Les obligations bancaires sont dans cette classe d'actifs celles qui ont le mieux performé au cours des derniers mois, après leur fort rebond suite à la crise bancaire américaine et la dépréciation de Crédit Suisse à la mi-mars. Depuis début avril, l'indice COCO a enregistré une performance supérieure à 7%, alors que les obligations européennes et américaines à haut rendement sont autour de 3%. Comme nous l'avions prédit, les fondamentaux des banques sont restés solides, et même si une reprise s'est amorcée, la dette bancaire offre toujours aux investisseurs une prime très attrayante par rapport aux obligations non-financières.

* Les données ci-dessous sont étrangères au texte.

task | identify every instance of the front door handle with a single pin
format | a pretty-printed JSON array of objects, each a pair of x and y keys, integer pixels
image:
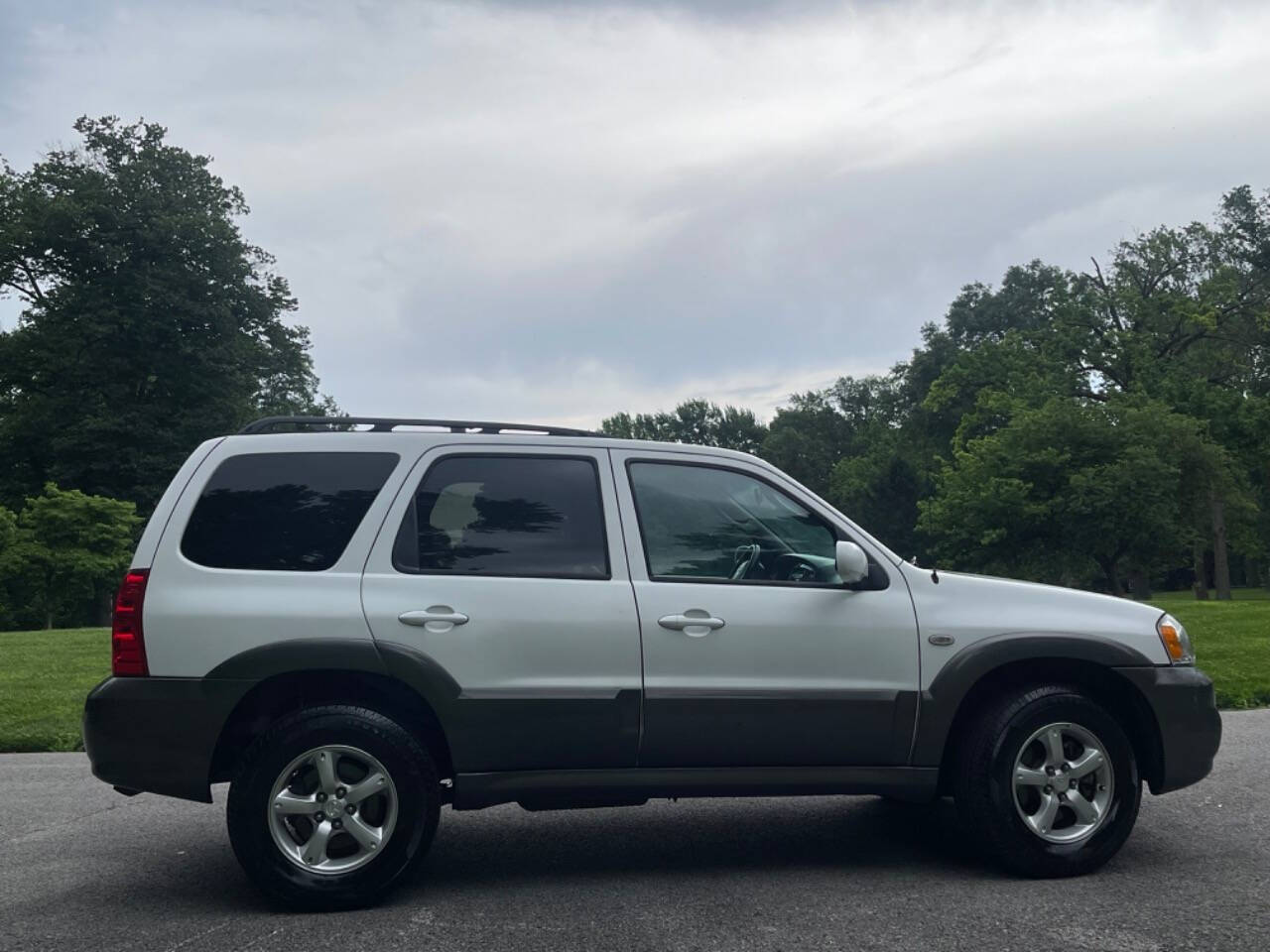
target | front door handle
[
  {"x": 435, "y": 619},
  {"x": 695, "y": 622}
]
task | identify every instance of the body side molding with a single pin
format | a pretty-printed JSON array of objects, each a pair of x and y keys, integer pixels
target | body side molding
[{"x": 545, "y": 789}]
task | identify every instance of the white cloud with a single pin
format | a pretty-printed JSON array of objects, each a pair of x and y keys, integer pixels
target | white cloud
[{"x": 571, "y": 209}]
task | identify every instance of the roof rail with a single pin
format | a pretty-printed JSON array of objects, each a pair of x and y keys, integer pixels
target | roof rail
[{"x": 386, "y": 424}]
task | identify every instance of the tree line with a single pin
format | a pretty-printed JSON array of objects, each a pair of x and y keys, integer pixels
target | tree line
[
  {"x": 1103, "y": 428},
  {"x": 148, "y": 325}
]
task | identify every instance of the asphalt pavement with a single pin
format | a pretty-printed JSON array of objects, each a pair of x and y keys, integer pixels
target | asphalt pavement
[{"x": 84, "y": 867}]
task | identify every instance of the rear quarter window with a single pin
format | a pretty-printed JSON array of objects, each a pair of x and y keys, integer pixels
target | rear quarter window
[{"x": 284, "y": 512}]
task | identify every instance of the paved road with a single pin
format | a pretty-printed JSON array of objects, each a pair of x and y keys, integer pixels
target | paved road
[{"x": 84, "y": 867}]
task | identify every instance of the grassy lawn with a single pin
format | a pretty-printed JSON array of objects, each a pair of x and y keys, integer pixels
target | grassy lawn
[
  {"x": 44, "y": 679},
  {"x": 45, "y": 674}
]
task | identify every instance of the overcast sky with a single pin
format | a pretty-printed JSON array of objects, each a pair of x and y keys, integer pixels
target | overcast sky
[{"x": 554, "y": 211}]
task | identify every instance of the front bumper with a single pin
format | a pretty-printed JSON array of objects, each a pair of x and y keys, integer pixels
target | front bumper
[
  {"x": 158, "y": 734},
  {"x": 1191, "y": 728}
]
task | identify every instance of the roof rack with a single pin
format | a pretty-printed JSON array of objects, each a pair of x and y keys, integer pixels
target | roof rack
[{"x": 386, "y": 424}]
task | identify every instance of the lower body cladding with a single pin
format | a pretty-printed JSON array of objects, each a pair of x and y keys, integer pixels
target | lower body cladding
[
  {"x": 558, "y": 789},
  {"x": 162, "y": 734},
  {"x": 1191, "y": 728},
  {"x": 158, "y": 734}
]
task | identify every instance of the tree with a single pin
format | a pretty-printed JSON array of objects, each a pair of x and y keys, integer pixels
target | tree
[
  {"x": 149, "y": 322},
  {"x": 70, "y": 551},
  {"x": 693, "y": 421},
  {"x": 9, "y": 565},
  {"x": 1070, "y": 486}
]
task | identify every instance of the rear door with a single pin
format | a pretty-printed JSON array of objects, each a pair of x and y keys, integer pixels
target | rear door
[
  {"x": 754, "y": 652},
  {"x": 502, "y": 565}
]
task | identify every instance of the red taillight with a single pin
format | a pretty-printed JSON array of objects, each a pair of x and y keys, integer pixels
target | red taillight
[{"x": 127, "y": 645}]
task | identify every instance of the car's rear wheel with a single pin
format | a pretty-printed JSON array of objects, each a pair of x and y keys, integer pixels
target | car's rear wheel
[
  {"x": 1048, "y": 782},
  {"x": 331, "y": 807}
]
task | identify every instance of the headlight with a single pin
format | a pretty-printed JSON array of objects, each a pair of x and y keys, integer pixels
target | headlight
[{"x": 1176, "y": 643}]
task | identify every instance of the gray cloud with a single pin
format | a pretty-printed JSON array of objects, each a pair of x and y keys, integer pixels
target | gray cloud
[{"x": 534, "y": 209}]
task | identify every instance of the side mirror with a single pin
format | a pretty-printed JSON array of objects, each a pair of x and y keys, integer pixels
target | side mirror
[{"x": 851, "y": 562}]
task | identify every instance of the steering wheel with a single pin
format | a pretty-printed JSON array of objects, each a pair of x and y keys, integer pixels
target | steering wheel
[{"x": 746, "y": 556}]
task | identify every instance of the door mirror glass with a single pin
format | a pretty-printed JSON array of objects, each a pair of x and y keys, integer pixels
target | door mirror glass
[{"x": 851, "y": 561}]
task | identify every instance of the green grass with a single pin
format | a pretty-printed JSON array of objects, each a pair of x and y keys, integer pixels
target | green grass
[
  {"x": 45, "y": 674},
  {"x": 1232, "y": 642},
  {"x": 44, "y": 679}
]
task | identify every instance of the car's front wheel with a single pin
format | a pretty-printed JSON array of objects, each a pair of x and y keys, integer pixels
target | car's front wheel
[
  {"x": 331, "y": 807},
  {"x": 1048, "y": 782}
]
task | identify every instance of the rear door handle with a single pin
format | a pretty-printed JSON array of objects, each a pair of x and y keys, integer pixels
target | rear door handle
[
  {"x": 436, "y": 619},
  {"x": 695, "y": 622}
]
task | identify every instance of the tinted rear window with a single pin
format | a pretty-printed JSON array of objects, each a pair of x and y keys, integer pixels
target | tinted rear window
[
  {"x": 284, "y": 512},
  {"x": 506, "y": 516}
]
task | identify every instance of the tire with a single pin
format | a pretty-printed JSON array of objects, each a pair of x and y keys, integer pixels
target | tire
[
  {"x": 1029, "y": 820},
  {"x": 352, "y": 871}
]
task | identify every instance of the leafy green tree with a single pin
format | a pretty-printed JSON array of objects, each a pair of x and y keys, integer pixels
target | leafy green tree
[
  {"x": 149, "y": 322},
  {"x": 1070, "y": 488},
  {"x": 693, "y": 421},
  {"x": 9, "y": 565},
  {"x": 70, "y": 551}
]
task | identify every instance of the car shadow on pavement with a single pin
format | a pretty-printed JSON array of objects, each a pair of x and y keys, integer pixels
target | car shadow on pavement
[{"x": 843, "y": 833}]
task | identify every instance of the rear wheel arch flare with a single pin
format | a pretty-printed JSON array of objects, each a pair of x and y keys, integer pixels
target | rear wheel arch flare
[{"x": 282, "y": 692}]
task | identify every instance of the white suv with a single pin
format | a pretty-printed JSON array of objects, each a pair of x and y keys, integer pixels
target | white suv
[{"x": 357, "y": 626}]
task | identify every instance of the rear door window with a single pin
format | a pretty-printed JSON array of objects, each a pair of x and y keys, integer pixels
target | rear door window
[
  {"x": 512, "y": 516},
  {"x": 284, "y": 512}
]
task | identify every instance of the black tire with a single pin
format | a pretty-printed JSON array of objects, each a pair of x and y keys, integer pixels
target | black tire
[
  {"x": 418, "y": 803},
  {"x": 984, "y": 789}
]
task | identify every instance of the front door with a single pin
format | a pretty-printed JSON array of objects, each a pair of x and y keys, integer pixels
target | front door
[
  {"x": 754, "y": 652},
  {"x": 499, "y": 571}
]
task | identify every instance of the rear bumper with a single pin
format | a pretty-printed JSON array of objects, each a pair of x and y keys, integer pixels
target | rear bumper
[
  {"x": 158, "y": 734},
  {"x": 1191, "y": 728}
]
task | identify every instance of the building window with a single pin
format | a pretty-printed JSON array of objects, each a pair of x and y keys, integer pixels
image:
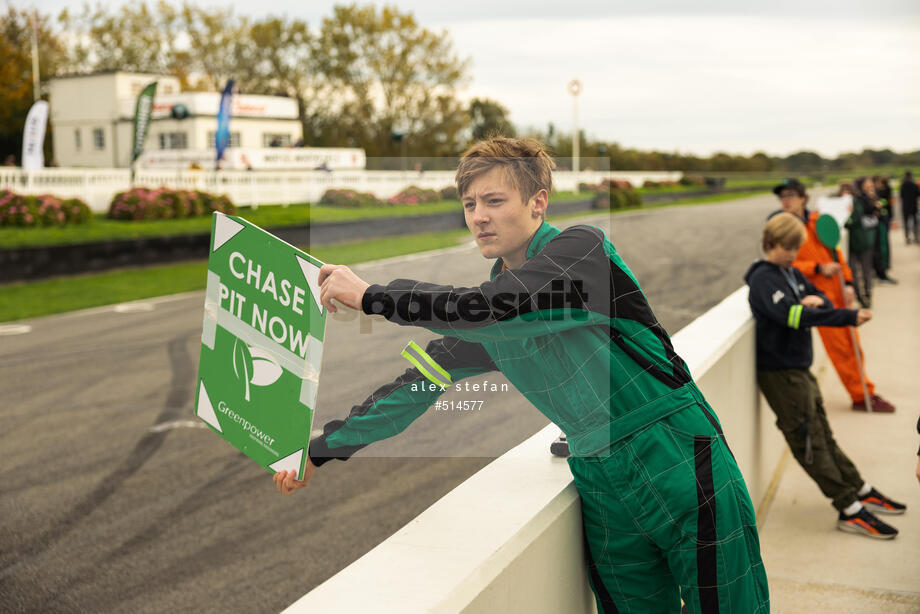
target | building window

Alors que la majorité des banques européennes ont déjà publié leurs résultats pour le premier semestre, la tendance se poursuit : une marge nette d'intérêt (MNI) et des bénéfices qui dépassent le consensus, tandis que la qualité des actifs continue d'être extrêmement résistante. Ainsi d’Unicredit, la deuxième banque italienne, dont les résultats du premier semestre ont été largement considérés comme très solides – avec une MNI, à 210 points de base, en augmentation d'environ 60% par rapport à l'année précédente, et des bénéfices de 25% supérieurs à ce que le marché attendait. Dans le même temps, les prêts non performants de la banque, à 2,6%, continuent leur baisse par rapport au trimestre précédent et le coût du risque, à 0,05%, reste à des niveaux historiquement bas. Le ratio CET1 a atteint un niveau record de 16,64%, ce qui se traduit par un écart considérable de 689 points de base par rapport au montant maximum distribuable (MDA). Pour rappel, le MDA est le niveau de capital en dessous duquel les restrictions obligatoires sur les dividendes, les coupons AT1 et la rémunération variable des employés entrent en vigueur.

Après les événements de mars la remontée ne pouvait être que progressive, et les marchés devraient finir par se normaliser et les spreads s’aligner avec ceux observés dans d'autres produits de spreads.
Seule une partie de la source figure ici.